• A ansiedade é um estado mas não nos define, não é um traço de personalidade, é um sintoma, uma resposta a algo. Quando dizemos “eu sou ansioso” é como se não houvesse nada a fazer perante isso.
  • Encarar a ansiedade como uma resposta essencialmente fisiológica, a partir da perceção de um acontecimento, já permite olhar para algo que podemos mudar.
  • A ansiedade traduz-se no efeito do medo perante a deteção inconsciente de uma ameaça (António Damásio já defendia esta perspetiva em 1999). Por sua vez, isso provoca a ativação também inconsciente do corpo pelos sistemas nervosos autónomo e periférico. As ativações destes dois sistemas dão origem a muitos dos sintomas que associamos à ansiedade.
  • A ansiedade sinaliza-nos que os sentimentos dentro de nós são uma ameaça e assim podemos ver que ela tem uma função.
  • Serve para sinalizar e mobilizar o nosso corpo para nos defendermos psicologicamente – mas isso também só funciona se tivermos consciência desta processo de defesa e do que é que realmente nos estamos a defender.
  • Por detrás da ansiedade está a perceção de ameaça e o medo. O medo pode ser uma resposta adaptativa quando estamos perante uma ameaça objetiva ou uma reação não adaptativa se estivermos perante um sinal mal interpretado.

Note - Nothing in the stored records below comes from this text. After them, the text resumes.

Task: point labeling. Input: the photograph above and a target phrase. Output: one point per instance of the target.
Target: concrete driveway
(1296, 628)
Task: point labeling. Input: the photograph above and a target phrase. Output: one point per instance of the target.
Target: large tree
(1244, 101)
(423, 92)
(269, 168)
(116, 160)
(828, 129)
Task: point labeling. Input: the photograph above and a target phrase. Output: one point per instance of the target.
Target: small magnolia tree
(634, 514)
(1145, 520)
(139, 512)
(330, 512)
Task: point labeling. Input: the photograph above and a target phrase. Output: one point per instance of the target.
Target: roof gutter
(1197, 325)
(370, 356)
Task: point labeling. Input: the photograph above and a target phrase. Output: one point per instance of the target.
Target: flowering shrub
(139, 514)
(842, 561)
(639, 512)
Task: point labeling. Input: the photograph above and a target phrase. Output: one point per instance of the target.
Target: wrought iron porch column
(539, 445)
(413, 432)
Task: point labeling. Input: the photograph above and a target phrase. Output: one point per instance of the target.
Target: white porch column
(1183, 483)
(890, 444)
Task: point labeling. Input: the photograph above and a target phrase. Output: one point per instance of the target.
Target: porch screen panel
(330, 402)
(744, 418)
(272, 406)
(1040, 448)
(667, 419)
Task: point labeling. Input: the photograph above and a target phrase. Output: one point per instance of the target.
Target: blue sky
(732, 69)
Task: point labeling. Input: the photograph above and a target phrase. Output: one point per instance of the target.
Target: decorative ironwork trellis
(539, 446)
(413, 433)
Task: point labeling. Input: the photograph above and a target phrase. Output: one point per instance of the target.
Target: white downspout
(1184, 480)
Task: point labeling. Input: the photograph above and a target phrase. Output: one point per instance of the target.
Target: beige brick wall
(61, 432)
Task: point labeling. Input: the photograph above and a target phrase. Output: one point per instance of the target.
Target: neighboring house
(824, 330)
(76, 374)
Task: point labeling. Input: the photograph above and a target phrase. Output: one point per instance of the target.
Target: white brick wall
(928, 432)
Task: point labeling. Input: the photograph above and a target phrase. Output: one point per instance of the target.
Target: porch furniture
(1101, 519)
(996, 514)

  • O que acontece é que o nosso sistema emocional foi “desenhado” para sobreviver na selva, e continua a operar nos dias de hoje nas relações humanas.
  • Este nosso sistema de deteção de ameaças, que partilhamos com os répteis e os mamíferos, antecede a evolução do córtex pré-frontal humano e funciona independente deste, o que significa uma coisa extremamente importante: nós ficamos ansiosos no corpo, muito antes de o sabermos cognitivamente.
  • Precisamos de aumentar consideravelmente a nossa conexão e consciência do corpo e como nos sentimos; e no nosso dia-a-dia, cada vez mais agitado tem provocado um aumento significativo desta desconexão. Passamos muito tempo nas “nuvens” (pensamentos) e menos na “terra” e é na terra que temos o aqui-e-agora, onde podemos fazer algo para mudar o amanhã.